①中国、海自護衛艦「いずも」に強い警戒 「軍事力増強、右傾化」各紙報道
2013.8.7 13:34
http://sankei.jp.msn.com/world/news/130807/chn13080713370002-n1.htm

  海上自衛隊の護衛艦「いずも(22DDH)」の進水式=6日午後、横浜市磯子区のジャパンマリンユナイテッド磯子工場(桐原正道撮影)
7日付中国各紙は6日に開かれた海上自衛隊のヘリコプター搭載型護衛艦「いずも」の命名・進水式を1面で報じ、「広島原爆の日に合わせ准空母を進水させた」と指摘、「日本政府の軍事力増強」への警戒感を強調した。中国は安倍政権の閣僚による靖国神社参拝や憲法改正の動きに警戒を強めており、進水も「日本の右傾化」を示す一連の動きと位置付けている。

各紙はいずもについて「ヘリ14機を搭載できる能力があり、改造すれば戦闘機の搭載も可能」として空母に準ずる機能を備えていると紹介。式典に麻生太郎副総理や自民党の石破茂幹事長らが出席したことも伝えた。また、「出雲(いずも)は日本による対中侵略戦争の際に使われた艦船と同じ名前」と指摘し、「中国を含むアジア諸国が不満を強めている」と歴史問題まで絡めて非難した。

中国共産党機関紙、人民日報系の環球時報は社説で「中国は本物の空母を発展させることで(日本に)対抗していくしかない」と主張した。
(共同)

【環球時報社説】「いずも」、帝国時代を懐かしむ日本の叫び
http://j.people.com.cn/94474/8356593.html

【】はZeroがつけたパラグラフ番号

【1】 広島への原爆投下から68周年を迎えた6日の午後、日本の次世代ヘリコプター搭載護衛艦「22DDH」の進水式が行なわれ、「いずも」と命名された。これは中国侵略戦争時の日本の旗艦の艦名だ。「いずも」は全長248メートル、全幅38メートル、満載排水量2.7万トンで、ヘリ14機が搭載可能で、戦闘機の搭載も可能だ。英国、イタリア、スペインの一部現役空母よりも大きい。
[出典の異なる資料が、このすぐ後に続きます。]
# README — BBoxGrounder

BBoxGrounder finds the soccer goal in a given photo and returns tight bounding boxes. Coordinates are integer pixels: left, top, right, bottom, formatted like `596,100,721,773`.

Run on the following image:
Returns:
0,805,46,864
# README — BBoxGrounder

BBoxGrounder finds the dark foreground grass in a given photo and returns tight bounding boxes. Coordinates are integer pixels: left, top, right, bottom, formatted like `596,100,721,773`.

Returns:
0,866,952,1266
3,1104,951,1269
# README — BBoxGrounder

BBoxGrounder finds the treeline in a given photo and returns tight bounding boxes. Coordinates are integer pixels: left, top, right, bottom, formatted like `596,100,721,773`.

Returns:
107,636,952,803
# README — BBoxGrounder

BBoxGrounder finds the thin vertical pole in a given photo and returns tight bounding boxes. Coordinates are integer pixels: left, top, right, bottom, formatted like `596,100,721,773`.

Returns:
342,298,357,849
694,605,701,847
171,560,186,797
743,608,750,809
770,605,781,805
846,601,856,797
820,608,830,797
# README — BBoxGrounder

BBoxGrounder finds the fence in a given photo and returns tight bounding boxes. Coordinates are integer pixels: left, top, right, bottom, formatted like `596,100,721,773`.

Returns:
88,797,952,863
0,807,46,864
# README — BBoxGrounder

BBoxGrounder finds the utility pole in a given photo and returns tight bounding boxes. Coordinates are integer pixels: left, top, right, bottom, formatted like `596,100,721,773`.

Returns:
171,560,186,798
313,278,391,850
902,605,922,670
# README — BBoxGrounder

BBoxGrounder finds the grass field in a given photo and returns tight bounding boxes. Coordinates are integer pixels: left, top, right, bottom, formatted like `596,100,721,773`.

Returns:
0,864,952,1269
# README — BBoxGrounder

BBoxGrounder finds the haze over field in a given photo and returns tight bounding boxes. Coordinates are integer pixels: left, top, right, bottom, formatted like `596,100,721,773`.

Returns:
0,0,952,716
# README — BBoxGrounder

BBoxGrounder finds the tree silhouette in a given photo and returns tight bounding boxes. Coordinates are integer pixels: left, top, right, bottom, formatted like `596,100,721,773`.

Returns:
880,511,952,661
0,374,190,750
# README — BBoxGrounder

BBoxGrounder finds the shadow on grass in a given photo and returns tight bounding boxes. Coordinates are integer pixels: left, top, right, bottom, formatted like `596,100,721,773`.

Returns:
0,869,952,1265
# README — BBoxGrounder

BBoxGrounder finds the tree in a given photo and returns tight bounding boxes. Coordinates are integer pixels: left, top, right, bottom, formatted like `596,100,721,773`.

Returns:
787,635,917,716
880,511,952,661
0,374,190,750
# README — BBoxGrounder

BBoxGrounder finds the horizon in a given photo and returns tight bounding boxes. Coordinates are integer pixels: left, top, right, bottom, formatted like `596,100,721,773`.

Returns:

「護衛艦」と称しているが、実際には「軽空母」だ。平和憲法によって空母建造が禁止されているため、日本政府は今回再び違法すれすれのきわどい行為に出たのである。(環球時報社説)

【2】 このきわどい行為は、平和憲法に対して行なわれたものであると同時に、アジア太平洋地域の日本への警戒に対して行なわれたものでもある。日本の敗戦から約70年。日本国内の執拗な勢力は今なお日本に課せられている様々な制約を打破しようとしている。日本政府は歴史問題で驚くべき混迷を呈し、軍事大国へと邁進する過程で得意満面のさまを覆い隠すことができずにいる。「いずも」を「護衛艦」と称するのは、日本の高官が「私人として」靖国神社を参拝するのと、よく似た中途半端な隠蔽である。

【3】 「いずも」1隻で西太平洋の軍事戦略構造を変えることは当然できない。これは日本の再軍事大国化への強烈な願望の象徴であり、かつて空母20数隻を保有し、米国を攻撃して混乱に陥れたあの歴史を懐かしむ声なき叫びなのである。こんなにも長く抑え込まれてきた日本は、アジア太平洋の政治と軍事の表舞台に再び上がることを強く望んでいる。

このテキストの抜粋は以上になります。